Надежнее вообще даже не спрашивать  :smilies:  Само место не очень прасадное

----------


## Lakshmana Prana das

> Надежнее вообще даже не спрашивать  Само место не очень прасадное


Да, такие места не для посещения вайшнавами. Но те, кто просто только становятся вегетарианцами, там получат какое-то благо.

----------


## Kasturika d.d.

> Могут предлагать Кришне некоторые блюда. Но лучше спросить у самого повара. 
> 
> Например, в Санкт-Петербурге есть кафе "Троицкий мост". Как я слышал, там в числе сотрудников есть преданные. И когда преданные готовят, они все предлагают. А вообще, само кафе не вайшнавское.

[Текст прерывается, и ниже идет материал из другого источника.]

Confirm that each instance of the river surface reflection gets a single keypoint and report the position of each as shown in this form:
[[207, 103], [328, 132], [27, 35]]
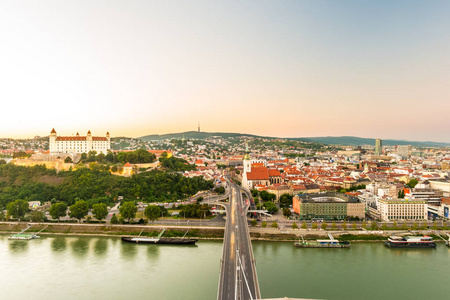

В Питере мы были в "Ботанике". Это то же кафе?

----------


## venkata

> Да, на этом форуме таки заставят обратиться к первоисточникам  Итак:
> 
> _Не понимаю, что ты имеешь в виду, что они начинают продавать самосы. Мы не должны продавать прасад, мы должны раздавать его и можем при этом просить пожертвования. Делать нужно именно так. (Письмо ШП Джадурани, 14 января 1970)
> 
> Мы распространяем прасад бесплатно, зачем делать из этого бизнес? Любой человек с радостью принимает наш бесплатный прасад. Пусть лучше Сумати Морарджи пожертвует рис, дал и все остальное для этой программы раздачи прасада. Согласно нашей ведической системе, распространение прасада не должно становиться в один ряд с гостиничным или буфетным бизнесом. Какой бы прасад мы ни раздавали, это должно делаться бесплатно. Итак, общий вывод: ты должен распространять прасад бесплатно. (Письмо ШП Гирирадже, 12 апреля 1972)_
> 
> Однако:_
> 
> Я послал письмо Шрутакирти-дасу на Гавайи. Он очень хорошо управлял рестораном в Гонолулу, а теперь может приехать, чтобы помочь тебе открыть новый прасад-ресторан в Бостоне. Прилагаю копию письма, которое я ему направил. (Письмо ШП Амбариша-дасу, 14 марта 1976)
> ...


Спасибо,Гокуланатх пр! Исчерпывающий ответ.Прабхупада хочет,что бы преданные развивали вайшнавскую культуру,поэтому внутри общества(общины) должны развиваться любовные отношения,в основе которых лежит принимать и раздавать прасад.Также Прабхупада говорил,что прасад,это тайное оружие ИСККОН.И продавая его вне нашего общества(Общины),мы несём людям милость Кришны.

----------


## Lakshmana Prana das

> В Питере мы были в "Ботанике". Это то же кафе?


Это какое-то другое.

----------


## Шьямананда дас

Харе Кришна.
Как мне известно в кафе "Троицкий мост" преданные не работают поварами и вообще в этом кафе потихоньку переходят на не вегетарианскую пищу.Балуются яичками в выпечки.

----------


## Шьямананда дас

В Питере есть кафе "Вегетарианское заведение" Рада&К. Работает уже год.
Цель этого проекта,массовая распространение прасада, ну и конечно пропаганда вегетарианства.Все повара преданные и все,что готовиться в кафе предлагается Божествам.  :dandavat: 

На данный момент проект очень успешный.Народ валит валом. :vedma:   :yahoo:   :kirtan: 
Я вообще не вижу проблемы,что бы прасад продавался.Люди реально становятся преданными.
К тому же, как быть преданному работающим поваром если Кришна говорит в Б.Г.9.27.  :good:  

йат кароши йад ашнасийадж джухоши дадаси йат
йат тапасйаси каунтейатат курушва мад-арпанам

Чем бы ты ни занимался, что бы ты ни ел, какие бы ни приносил дары, что бы ни отдавал и какую бы тапасью ни совершал, делай это, о сын Кунти, как подношение Мне.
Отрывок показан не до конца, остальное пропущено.